The Role of the Transmembrane RING Finger Proteins in Cellular and Organelle Function

Abstract

A large number of RING finger (RNF) proteins are present in eukaryotic cells and the majority of them are believed to act as E3 ubiquitin ligases. In humans, 49 RNF proteins are predicted to contain transmembrane domains, several of which are specifically localized to membrane compartments in the secretory and endocytic pathways, as well as to mitochondria and peroxisomes. They are thought to be molecular regulators of the organization and integrity of the functions and dynamic architecture of cellular membrane and membranous organelles.
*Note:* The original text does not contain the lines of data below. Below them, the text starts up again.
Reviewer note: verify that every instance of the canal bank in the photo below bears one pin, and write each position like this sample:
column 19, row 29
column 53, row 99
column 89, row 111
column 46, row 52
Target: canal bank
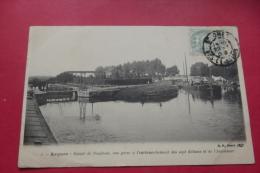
column 37, row 131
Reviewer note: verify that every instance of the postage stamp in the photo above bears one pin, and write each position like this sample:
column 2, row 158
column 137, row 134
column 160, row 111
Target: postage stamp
column 221, row 48
column 196, row 41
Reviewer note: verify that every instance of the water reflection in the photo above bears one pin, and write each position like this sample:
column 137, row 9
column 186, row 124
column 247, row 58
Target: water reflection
column 190, row 116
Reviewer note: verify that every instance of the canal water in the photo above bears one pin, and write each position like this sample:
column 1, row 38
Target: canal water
column 191, row 116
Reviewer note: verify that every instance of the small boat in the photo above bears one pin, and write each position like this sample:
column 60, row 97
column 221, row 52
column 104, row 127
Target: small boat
column 202, row 88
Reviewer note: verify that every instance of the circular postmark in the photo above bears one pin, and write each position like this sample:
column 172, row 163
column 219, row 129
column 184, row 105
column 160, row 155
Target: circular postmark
column 221, row 48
Emerging evidence has suggested that transmembrane RNF proteins control the stability, trafficking and activity of proteins that are involved in many aspects of cellular and physiological processes. This review summarizes the current knowledge of mammalian transmembrane RNF proteins, focusing on their roles and significance.

Figure 1

Schematic representations of the ubiquitination reaction and the RNF domain structures. (A) The biochemical steps in ubiquitination are illustrated. Ub is activated at its C-terminal glycine residue (Gly76) in an ATP-dependent manner by E1. In an ATP-hydrolyzing reaction, a Ub adenylate intermediate is formed, followed by the binding of Ub to a specific cysteine residue of E1. Ub is then transferred to an active site cysteine residue of E2, preserving the high energy thioester bond. The substrate is recognized by E3, which also recruits the E2–Ub complex. Finally, Ub is linked by its C-terminus in an isopeptide linkage to an ε-amino group of lysine residues on the substrate protein. (B) A simple comparison of the cross-brace arrangements of the RING-H2, RING-HC and RING-CH finger motifs. C and H indicate the conserved Zn²⁺-coordinating cysteine and histidine residues.

Figure 2

Phylogenetic analysis of putative human transmembrane RNF proteins. The tree was constructed by the neighbor-joining method with ClustalW [22] and MEGA4 [23] using 5,000 bootstrap resamplings. The scale bar indicates 0.2 amino acid substitutions per each amino acid position. Members of the TRIM, PA-TM-RING, MARCH and RBR families are indicated in green, red, blue and purple fonts, respectively.

Figure 3

Comparison of the domain structures of putative human transmembrane RNF proteins. Information on the domain structure of each RNF protein was obtained from the ENSEMBL (http://www.ensembl.org [28]) and NCBI (http://www.ncbi.nlm.nih.gov [29]) databases. Abbreviations: PA, protease-associated domain; TM, putative transmembrane domain; CUE, coupling of Ub conjugation to ER degradation; SAM, sterile alpha motif; DED, death effecter domain.

Figure 4

Schematic diagram of the organization of organelles and the intracellular transport pathways. The major membrane-bound organelles and the main routes of protein transport are indicated, with the secretory pathway in green, the endocytic degradation pathway in black, the recycling pathway in red and the retrograde pathway in blue.

Figure 5

Proposed roles of the transmembrane RNF proteins in mitochondrial dynamics and mitophagy. MARCH5 may regulate mitochondrial fusion and fission by ubiquitinating MFN1 and DRP1. MAPL SUMO ligase stabilizes DRP1 and therefore promotes mitochondrial fission. RNF185-mediated ubiquitination triggers mitophagy.